Officials with Zimbabwe's opposition accused President Robert Mugabe's ruling party on Tuesday of launching a campaign of "massive violence" in remote rural areas in an effort to intimidate Mugabe's opponents ahead of a likely run-off election.

A man walks past an advertising billboard from pressure group Zimbabwe Democracy Now in Musina, South Africa, on Monday.A man walks past an advertising billboard from pressure group Zimbabwe Democracy Now in Musina, South Africa, on Monday.
(Themba Hadebe/Associated Press)

The accusations came amid growing reports that often-violent groups associated with Mugabe's Zimbabwe African National Union-Patriotic Front (ZANU-PF) were escalating their invasions of white-owned farms and driving the farmers off their land.

"There has been massive violence inside the country since the 29th," said Tendai Biti, secretary general of the opposition Movement for Democratic Change (MDC), which has said its presidential candidate, Morgan Tsvangirai, won enough votes to be declared the outright winner.

Biti said Mugabe supporters were being rearmed around the country in a move that could spark violence amid the heightened tensions of the election standoff. He urged the African Union to intervene to prevent bloodshed.

"I say to my brothers and sisters across the continent — don't wait for dead bodies in the streets of Harare," Biti said. "Intervene now."

Election officials arrested: state media

Meanwhile Tuesday, the state newspaper the Herald reported that five electoral officials in Zimbabwe were arrested and accused of undercounting votes for Mugabe and prejudicing his candidacy in the country's presidential election.

Police accused the officials of tampering with election results in four districts, allegedly giving Mugabe 4,993 votes fewer than he had earned, the paper said. The five are being charged with fraud or criminal abuse of duty as public officers.

"The suspects are currently being prosecuted through the courts in their respective areas," police chief spokesman assistant commissioner Wayne Bvudzijena said.

"We are still carrying out investigations. The arrests arose from inconsistencies between figures recorded at polling centres, constituency centres and those which were forwarded to the National Command Centre."

Official results for Zimbabwe's presidential election, held March 29, have yet to be released, 10 days after the vote was held. Mugabe has already demanded a recount of the vote, which could cause a further delay of the results.

Opposition petition ruling awaited

A district court judge is expected to hold a hearing Tuesday on a petition by the MDC seeking to force Zimbabwe's electoral commission to publish results of the election immediately.

Opposition lawyer Alec Muchadehama said the court has ruled the case warrants urgent attention. A ruling on the petition, which was debated during a nearly four-hour hearing Sunday and put off until the following day, was postponed again Monday following a decision by the court that it did, in fact, have jurisdiction to consider the case.
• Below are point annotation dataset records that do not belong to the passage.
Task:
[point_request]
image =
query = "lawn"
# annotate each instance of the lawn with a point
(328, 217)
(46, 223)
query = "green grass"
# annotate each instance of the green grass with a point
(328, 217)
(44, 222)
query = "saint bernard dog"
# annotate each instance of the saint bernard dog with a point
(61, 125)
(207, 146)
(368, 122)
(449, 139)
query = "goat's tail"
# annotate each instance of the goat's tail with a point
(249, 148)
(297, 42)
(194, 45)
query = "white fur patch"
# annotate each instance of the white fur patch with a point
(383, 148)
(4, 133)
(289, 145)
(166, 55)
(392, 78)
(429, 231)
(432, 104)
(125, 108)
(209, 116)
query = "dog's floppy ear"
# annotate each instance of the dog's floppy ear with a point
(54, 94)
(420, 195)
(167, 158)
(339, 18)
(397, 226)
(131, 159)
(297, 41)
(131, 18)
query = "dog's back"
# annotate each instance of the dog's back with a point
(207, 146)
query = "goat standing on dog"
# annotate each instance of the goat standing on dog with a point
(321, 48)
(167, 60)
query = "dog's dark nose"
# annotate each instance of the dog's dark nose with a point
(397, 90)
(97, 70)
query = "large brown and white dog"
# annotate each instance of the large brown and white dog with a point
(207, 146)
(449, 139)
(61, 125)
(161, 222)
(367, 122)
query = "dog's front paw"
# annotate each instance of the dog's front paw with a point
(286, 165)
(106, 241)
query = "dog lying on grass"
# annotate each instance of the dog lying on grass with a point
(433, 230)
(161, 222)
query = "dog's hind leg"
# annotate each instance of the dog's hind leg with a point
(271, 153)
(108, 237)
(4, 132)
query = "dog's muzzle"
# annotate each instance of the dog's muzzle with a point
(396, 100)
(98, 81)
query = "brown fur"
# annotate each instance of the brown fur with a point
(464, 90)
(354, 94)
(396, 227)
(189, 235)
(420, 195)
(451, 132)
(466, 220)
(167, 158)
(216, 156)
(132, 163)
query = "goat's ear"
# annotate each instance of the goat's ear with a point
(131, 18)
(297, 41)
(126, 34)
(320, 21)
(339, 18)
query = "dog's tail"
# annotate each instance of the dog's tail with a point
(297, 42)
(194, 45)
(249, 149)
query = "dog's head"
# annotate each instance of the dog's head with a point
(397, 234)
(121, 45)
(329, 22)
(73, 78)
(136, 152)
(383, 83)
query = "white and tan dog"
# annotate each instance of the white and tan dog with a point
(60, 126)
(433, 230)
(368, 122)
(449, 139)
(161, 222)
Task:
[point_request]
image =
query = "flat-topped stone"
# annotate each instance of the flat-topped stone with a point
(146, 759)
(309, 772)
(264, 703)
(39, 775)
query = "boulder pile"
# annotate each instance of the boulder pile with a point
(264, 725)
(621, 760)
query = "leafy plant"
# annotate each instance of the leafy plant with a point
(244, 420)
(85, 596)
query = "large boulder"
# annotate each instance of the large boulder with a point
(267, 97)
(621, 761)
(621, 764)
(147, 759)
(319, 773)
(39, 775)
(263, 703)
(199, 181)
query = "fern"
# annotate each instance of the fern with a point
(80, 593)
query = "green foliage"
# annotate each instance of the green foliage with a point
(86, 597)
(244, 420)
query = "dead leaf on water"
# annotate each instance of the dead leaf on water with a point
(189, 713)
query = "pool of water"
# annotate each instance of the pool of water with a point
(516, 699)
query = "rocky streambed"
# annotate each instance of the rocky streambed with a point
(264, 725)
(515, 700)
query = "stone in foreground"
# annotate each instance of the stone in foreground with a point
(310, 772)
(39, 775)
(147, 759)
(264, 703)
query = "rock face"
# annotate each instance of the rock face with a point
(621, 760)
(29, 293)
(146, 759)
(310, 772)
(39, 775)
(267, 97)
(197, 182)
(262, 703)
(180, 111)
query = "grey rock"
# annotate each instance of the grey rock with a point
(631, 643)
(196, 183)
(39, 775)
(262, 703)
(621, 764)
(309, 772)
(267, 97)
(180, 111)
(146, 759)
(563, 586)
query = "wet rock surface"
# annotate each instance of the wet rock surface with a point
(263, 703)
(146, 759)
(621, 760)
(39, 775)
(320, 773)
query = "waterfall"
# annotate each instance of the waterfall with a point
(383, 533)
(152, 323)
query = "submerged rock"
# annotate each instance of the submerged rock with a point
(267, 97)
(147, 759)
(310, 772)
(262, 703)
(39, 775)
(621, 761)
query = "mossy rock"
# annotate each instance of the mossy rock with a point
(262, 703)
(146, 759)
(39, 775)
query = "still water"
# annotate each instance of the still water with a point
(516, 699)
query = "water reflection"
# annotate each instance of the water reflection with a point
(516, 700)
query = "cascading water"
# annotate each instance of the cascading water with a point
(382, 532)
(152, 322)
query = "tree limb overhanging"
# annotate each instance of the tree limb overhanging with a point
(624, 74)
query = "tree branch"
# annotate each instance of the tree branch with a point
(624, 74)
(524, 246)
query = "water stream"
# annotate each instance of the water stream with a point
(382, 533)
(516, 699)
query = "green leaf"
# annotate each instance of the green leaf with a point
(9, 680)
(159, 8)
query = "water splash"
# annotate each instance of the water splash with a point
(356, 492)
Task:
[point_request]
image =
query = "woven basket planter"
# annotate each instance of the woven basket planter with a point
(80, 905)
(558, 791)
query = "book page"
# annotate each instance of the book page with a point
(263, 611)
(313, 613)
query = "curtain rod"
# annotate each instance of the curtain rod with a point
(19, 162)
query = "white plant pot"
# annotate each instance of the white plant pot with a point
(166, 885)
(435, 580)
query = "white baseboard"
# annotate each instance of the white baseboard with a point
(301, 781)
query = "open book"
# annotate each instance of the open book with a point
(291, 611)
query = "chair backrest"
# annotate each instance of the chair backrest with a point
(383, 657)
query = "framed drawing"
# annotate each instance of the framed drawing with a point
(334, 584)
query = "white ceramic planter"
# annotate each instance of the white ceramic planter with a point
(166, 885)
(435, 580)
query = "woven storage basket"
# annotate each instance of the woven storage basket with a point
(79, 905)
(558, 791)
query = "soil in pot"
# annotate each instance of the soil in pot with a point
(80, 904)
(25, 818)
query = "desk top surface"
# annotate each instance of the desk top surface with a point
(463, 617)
Legislative election results released by the electoral commission last week showed Mugabe's ZANU-PF had lost control of parliament, with 109 seats going to MDC and 97 to Mugabe's party. Final results for the 60 elected seats in the Senate gave the ruling party and the opposition 30 seats each.

Early unofficial tallies suggest the MDC also took the presidential vote, though not necessarily with the 50 per cent plus one majority required to prevent a runoff.

The MDC's Tsvangirai has demanded Mugabe's resignation, and called on the international community "to remove the white-knuckle grip of Mugabe's suicidal reign and oblige him and his minions to retire," he wrote in Monday's edition of Britain's Guardian newspaper.

Land ownership issue reignites

Mugabe, 84, came to power in 1980 after a seven-year war for independence. The former anti-colonial fighter in recent days has begun inflaming the country's deep racial tensions as he readies for an expected runoff against Tsvangirai.

"This is our soil and the soil must never go back to the whites," Mugabe told mourners at a family funeral on Sunday, referring to whites by the pejorative term "mabhunu" in the local Shona language, the Herald newspaper reported. "We don't want to hear this fight is going backward."

Initial reports Tuesday suggested that two days of attacks on white farmers were slowing down, according to the Herald, as police gained control over militant elements of Mugabe's supporters — many of them local veterans of the 1970s bush war against a white-minority government — who began seizing land Sunday at the president's urging.

A spokesman for the farmer's union, however, said later Tuesday the number of invasions had grown to 60.

"The situation is escalating very rapidly," said Trevor Gifford, president of Zimbabwe's Commercial Farmer's Union, adding that many farmers were not allowed to take anything with them.

Mugabe is facing the greatest challenge to his 28-year grip on power, which has been tarnished in recent years by an economic collapse, with annual inflation rising above 100,000 per cent and unemployment at 80 per cent.